Wenn man sich auf Youtube den Gesangsstil des Duos vergegenwärtigt, versteht man, dass sich im Laufe der Rezeption dieses Liedes nur die Refrainstrophe erhalten hat. Sie wurde in der Folge durch weitgehend belanglose, konventionelle Verse ergänzt, um den zündenden Refrain zu einem ,brauchbaren‘ Pfälzer Stimmungslied normaler Länge zu ergänzen, das bei Wein-, Volks- und Vereinsfesten, Geburtstagen, alternativen Weihnachtsfeiern, Kaffee-Fahrten und natürlich immer auch noch bei karnevalistischen Veranstaltungen sein Publikum findet. Unser Eingangsvideo, dort wird der Schlager von Emil, Gerhard und Gunnar: Die Pälzer zum Besten gegeben, illustriert eine solche Situation. Der Vollständigkeit halber erwähne ich noch den intertextuellen Bezug der Phrase ,Pälzer Buwe‘ zu einem in der Pfalz weithin bekannten traditionellen Mundart-Lied gleichen Titels, das seine Beliebtheit einer außergewöhnlichen Häufung dialektaler Schimpf- und Schmähwörter verdankt. Ob der Song von den Pfälzer Tramps, für dessen überregionale Popularisierung übrigens nicht zuletzt Tony Marshall nennenswerte Verdienste zukommen, inzwischen auch als Fan-Gesang des einen oder anderen Fußballclubs Karriere gemacht hat, entzieht sich meiner Kenntnis.

Hans-Peter Ecker, Bamberg

P.S. Auch der amerikanische Präsidentschaftskandidat Donald Trump scheint ein echter ,Tramp aus der Pfalz‘ zu sein.
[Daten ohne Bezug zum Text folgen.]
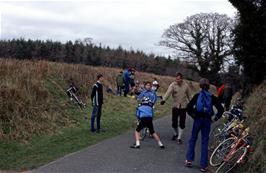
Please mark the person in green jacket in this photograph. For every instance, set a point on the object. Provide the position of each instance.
(120, 83)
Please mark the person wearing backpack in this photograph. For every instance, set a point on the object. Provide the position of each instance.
(144, 113)
(181, 94)
(200, 108)
(97, 102)
(120, 83)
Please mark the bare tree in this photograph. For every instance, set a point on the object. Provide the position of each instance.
(203, 40)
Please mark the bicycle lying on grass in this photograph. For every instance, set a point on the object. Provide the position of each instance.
(234, 154)
(233, 139)
(71, 92)
(233, 121)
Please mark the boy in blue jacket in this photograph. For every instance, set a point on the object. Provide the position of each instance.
(147, 99)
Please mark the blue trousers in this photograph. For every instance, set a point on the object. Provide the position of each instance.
(203, 125)
(96, 113)
(126, 88)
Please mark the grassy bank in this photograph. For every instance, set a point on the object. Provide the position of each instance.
(255, 109)
(38, 121)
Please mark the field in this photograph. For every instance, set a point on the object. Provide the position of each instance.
(38, 122)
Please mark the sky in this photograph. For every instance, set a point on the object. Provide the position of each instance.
(132, 24)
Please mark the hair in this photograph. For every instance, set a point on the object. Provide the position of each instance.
(179, 74)
(204, 83)
(146, 83)
(99, 76)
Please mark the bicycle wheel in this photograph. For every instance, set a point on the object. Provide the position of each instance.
(220, 152)
(215, 136)
(233, 161)
(143, 133)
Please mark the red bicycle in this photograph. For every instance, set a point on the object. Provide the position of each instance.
(237, 153)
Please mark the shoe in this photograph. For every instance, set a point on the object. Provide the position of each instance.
(203, 170)
(174, 137)
(162, 147)
(188, 163)
(135, 146)
(179, 141)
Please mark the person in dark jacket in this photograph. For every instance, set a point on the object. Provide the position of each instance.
(127, 79)
(97, 101)
(200, 108)
(120, 83)
(144, 113)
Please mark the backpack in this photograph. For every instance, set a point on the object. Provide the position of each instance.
(204, 103)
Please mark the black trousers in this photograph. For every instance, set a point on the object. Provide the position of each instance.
(178, 114)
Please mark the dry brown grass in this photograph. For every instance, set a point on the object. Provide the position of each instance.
(27, 105)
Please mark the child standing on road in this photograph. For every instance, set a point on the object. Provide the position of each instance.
(144, 113)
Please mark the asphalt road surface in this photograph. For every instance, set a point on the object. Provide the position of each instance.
(115, 156)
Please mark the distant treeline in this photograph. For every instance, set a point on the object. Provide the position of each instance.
(90, 54)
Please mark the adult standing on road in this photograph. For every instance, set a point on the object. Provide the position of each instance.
(97, 101)
(200, 108)
(181, 94)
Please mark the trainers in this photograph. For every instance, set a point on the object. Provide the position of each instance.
(174, 137)
(162, 147)
(203, 170)
(188, 163)
(179, 141)
(135, 146)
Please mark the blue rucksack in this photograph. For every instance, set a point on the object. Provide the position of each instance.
(204, 102)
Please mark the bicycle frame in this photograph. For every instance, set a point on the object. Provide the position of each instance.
(241, 142)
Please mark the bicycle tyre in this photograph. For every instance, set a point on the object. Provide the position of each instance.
(143, 133)
(220, 152)
(215, 134)
(233, 161)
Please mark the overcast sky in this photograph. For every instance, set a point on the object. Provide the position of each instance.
(136, 24)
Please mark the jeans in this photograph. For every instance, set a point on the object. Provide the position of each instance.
(96, 113)
(181, 114)
(203, 125)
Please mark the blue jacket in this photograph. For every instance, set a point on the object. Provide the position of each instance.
(147, 99)
(126, 76)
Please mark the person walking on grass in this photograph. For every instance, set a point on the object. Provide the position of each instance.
(120, 83)
(181, 94)
(127, 79)
(200, 108)
(144, 113)
(97, 102)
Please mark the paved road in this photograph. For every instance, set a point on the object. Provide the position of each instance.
(114, 155)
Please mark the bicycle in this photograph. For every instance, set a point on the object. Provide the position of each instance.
(223, 131)
(227, 148)
(71, 92)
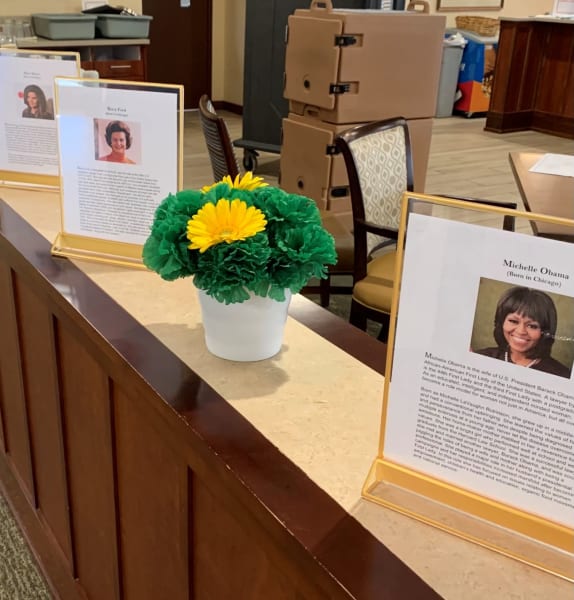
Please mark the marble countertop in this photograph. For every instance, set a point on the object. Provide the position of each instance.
(322, 412)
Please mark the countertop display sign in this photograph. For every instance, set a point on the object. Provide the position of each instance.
(28, 134)
(120, 155)
(477, 431)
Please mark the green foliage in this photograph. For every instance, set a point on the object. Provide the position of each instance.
(293, 247)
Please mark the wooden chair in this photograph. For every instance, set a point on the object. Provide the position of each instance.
(379, 165)
(219, 146)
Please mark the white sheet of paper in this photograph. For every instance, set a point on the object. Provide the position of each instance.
(555, 164)
(29, 145)
(489, 426)
(104, 198)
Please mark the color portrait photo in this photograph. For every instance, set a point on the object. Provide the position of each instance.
(527, 327)
(38, 102)
(117, 141)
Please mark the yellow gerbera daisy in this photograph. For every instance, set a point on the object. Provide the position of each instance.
(247, 182)
(227, 221)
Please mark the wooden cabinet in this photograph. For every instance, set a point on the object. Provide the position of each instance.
(534, 78)
(124, 59)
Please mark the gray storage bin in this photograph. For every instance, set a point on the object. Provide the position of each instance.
(64, 26)
(123, 26)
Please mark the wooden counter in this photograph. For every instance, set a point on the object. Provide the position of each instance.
(534, 77)
(142, 467)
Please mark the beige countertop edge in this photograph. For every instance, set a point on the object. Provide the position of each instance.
(323, 413)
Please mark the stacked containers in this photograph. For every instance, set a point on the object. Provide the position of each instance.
(344, 68)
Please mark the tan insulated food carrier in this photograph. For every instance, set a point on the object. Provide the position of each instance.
(310, 167)
(354, 66)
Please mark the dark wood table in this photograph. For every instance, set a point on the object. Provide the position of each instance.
(544, 194)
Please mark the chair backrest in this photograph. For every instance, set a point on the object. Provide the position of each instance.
(379, 166)
(219, 146)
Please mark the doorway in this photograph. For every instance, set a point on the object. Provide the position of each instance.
(180, 45)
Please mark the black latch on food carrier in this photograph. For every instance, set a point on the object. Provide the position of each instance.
(345, 40)
(339, 88)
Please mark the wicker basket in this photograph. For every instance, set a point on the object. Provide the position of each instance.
(482, 25)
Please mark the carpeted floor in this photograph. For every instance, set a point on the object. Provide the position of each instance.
(20, 578)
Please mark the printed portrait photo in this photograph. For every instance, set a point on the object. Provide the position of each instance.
(38, 103)
(524, 326)
(117, 141)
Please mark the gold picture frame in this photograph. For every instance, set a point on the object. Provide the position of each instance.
(461, 511)
(31, 179)
(458, 5)
(74, 244)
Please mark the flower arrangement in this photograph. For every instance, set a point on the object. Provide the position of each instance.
(237, 237)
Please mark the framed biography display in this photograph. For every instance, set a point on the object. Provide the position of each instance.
(477, 430)
(28, 138)
(121, 150)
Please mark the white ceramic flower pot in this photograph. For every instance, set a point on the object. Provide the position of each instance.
(245, 331)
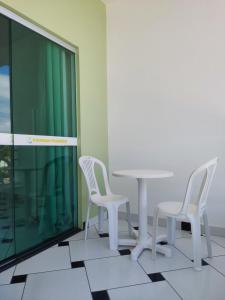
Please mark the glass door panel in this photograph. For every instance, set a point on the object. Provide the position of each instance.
(43, 93)
(45, 193)
(7, 245)
(38, 159)
(43, 81)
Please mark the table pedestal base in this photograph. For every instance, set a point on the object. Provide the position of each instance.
(147, 244)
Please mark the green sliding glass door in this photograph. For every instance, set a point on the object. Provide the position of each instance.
(38, 166)
(7, 241)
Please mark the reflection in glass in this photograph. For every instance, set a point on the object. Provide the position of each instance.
(43, 85)
(45, 193)
(5, 126)
(7, 247)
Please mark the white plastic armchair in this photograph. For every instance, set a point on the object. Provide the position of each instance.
(190, 211)
(109, 201)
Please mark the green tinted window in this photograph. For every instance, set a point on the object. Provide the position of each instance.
(43, 85)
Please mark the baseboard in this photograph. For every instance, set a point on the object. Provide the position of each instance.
(214, 230)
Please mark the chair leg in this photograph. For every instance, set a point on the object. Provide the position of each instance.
(113, 227)
(100, 219)
(171, 230)
(129, 219)
(196, 239)
(154, 234)
(207, 233)
(87, 220)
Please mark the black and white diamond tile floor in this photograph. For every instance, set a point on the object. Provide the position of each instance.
(89, 270)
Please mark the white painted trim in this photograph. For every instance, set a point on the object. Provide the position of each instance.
(6, 12)
(6, 139)
(43, 140)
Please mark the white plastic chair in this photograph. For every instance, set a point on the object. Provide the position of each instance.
(109, 201)
(189, 211)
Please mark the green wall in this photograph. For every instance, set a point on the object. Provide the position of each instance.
(82, 23)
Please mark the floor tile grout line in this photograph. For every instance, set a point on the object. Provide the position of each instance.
(43, 272)
(173, 288)
(126, 286)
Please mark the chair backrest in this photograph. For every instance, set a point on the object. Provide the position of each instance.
(87, 164)
(207, 170)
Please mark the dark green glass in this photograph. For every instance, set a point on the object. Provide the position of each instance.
(45, 193)
(38, 184)
(5, 123)
(43, 85)
(7, 245)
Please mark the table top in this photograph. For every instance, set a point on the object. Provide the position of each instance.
(143, 173)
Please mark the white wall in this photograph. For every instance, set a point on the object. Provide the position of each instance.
(166, 91)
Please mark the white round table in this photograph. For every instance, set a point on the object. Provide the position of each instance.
(144, 240)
Seine Vorfahren stammen aus dem bekannten Weindorf Kallstadt (vgl. ,Kallstadter Saumagen‘ – eine der besten Weinlagen Deutschlands, Großlage ,Kallstadter Kobnert‘), ebenso wie die der Ketchup-Dynastie Heinz. Kallstadt gilt im nachbarschaftlichen Umfeld übrigens als ,Brulljesmacher-Metropole‘, d.h. als Zentrum der Sprücheklopfer und Angeber, was sich für einen Tramp vun de Palz prima schickt; zu diesen Zusammenhängen hat Hannelore Crolly in der Welt vom 24.8.2015 einen ebenso amüsanten wie informativen Zeitungsartikel verfasst.